Today is... not a good day. It should be. I've finalized some contracts for freelance work. I've been on the phone with a new client talking about not only this current project but future work. I have paying clients. As a freelancer, I really ought to be very happy.
But I'm not. I have work to do today and haven't been able to bring myself to do it. I will. I'll force myself eventually. But for now, I keep watching television and telling myself I have things I need to be doing. The positive is: I've managed to finally admit to myself something I've been denying. It was easy to deny -- at first because of the sheer shock of being let go -- and later simply because keeping busy allowed me to keep it at bay. But the truth is, I'm depressed. And I'm angry. And the deeper, harder truth is, I have been this entire time. And the brave mask I've been putting on to lie to myself hasn't been any lighter for all that I've failed to notice it.
Truth is, I'm tired. I'm depressed and angry, and I'm tired of telling myself I'm not. It's shown up here and there. Little hints. Looking through the want ads and seeing jobs I've had and am perfectly capable of performing... and not being able to hit the "apply" button because part of me simply can't go back there.
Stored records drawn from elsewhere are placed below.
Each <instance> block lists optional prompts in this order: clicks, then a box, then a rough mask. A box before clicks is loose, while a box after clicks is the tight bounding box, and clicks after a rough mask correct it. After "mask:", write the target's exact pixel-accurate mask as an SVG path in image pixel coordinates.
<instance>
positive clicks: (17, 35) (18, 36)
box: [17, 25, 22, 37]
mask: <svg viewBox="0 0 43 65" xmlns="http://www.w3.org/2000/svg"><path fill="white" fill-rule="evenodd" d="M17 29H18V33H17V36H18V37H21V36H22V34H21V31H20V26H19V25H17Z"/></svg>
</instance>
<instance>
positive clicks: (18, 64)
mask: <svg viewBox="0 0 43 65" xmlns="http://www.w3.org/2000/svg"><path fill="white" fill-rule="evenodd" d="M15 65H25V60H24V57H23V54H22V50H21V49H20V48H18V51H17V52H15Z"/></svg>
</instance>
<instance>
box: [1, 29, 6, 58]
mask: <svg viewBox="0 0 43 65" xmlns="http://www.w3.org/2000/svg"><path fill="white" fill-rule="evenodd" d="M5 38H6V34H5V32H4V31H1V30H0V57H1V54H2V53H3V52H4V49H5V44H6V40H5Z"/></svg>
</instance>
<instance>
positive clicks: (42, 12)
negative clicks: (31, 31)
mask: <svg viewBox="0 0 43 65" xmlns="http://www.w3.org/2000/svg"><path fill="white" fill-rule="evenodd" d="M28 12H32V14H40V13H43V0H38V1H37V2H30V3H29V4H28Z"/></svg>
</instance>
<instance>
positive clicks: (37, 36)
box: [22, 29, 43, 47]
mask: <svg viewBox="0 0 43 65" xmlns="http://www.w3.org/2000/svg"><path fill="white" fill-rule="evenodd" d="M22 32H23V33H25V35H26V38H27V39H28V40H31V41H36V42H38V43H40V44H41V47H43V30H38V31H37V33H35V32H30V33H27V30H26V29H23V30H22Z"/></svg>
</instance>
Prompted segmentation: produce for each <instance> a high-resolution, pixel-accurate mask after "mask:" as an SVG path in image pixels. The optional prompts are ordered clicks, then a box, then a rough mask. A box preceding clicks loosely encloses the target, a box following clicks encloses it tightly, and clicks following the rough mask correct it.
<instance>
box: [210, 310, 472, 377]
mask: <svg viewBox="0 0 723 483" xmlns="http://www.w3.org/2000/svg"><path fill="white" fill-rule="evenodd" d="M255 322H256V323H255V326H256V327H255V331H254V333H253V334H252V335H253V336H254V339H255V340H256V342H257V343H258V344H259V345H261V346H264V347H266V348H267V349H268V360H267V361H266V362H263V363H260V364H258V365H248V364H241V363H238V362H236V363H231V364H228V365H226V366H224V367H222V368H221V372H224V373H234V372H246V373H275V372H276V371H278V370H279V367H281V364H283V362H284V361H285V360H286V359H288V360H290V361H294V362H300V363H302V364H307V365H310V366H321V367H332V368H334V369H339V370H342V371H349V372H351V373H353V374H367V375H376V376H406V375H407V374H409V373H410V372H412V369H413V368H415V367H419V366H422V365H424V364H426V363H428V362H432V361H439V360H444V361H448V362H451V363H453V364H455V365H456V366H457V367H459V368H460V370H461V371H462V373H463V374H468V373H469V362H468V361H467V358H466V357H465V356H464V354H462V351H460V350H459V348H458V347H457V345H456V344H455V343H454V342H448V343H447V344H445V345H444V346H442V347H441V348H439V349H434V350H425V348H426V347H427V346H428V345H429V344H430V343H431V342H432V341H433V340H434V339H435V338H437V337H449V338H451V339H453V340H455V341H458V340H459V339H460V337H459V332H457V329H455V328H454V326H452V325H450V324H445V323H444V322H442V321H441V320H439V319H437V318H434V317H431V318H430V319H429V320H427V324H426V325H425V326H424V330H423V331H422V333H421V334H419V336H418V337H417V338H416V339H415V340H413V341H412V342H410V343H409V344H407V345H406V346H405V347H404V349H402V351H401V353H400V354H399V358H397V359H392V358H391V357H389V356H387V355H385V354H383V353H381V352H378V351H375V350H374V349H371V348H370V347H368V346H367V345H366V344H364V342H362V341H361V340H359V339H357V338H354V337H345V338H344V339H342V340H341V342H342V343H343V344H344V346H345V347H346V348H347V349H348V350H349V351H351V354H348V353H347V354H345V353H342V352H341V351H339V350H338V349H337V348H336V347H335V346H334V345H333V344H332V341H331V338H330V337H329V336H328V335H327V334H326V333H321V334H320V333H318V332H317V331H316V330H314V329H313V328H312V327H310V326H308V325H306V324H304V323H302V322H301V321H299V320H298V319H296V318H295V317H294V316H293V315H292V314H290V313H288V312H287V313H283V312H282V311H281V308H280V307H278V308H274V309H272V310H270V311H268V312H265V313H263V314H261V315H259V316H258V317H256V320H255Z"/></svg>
I don't want to work in retail again, or direct sales, or on a factory floor. I could. They're all good jobs, with great people working them. Probably even good companies to work for. But I can't. Because, the thing is, I want my job back.
That's what it comes down to. That's the depression and the anger I can't quite seem to shake: I want my old life back. The fact is, I've had dreams in which my boss came to see me, told me it was all a mistake, and that they needed me again, and I woke up happy at first, and then miserable, because I knew it could never happen that way.
But if it did.
The sad truth is, in spite of the anger, in spite of the confusion and hurt that came with my firing, if they called me and asked me back, I'd return in a second. I've said before I loved my job, and I did. I loved the people I worked with. I loved my listeners. I loved waking people up in the morning and being part of their day and knowing I was adding something to their lives. I loved it, and I miss it.
And it still hurts. And it still makes me angry. And depressed. And now that I understand it, I hope like hell it goes away again soon.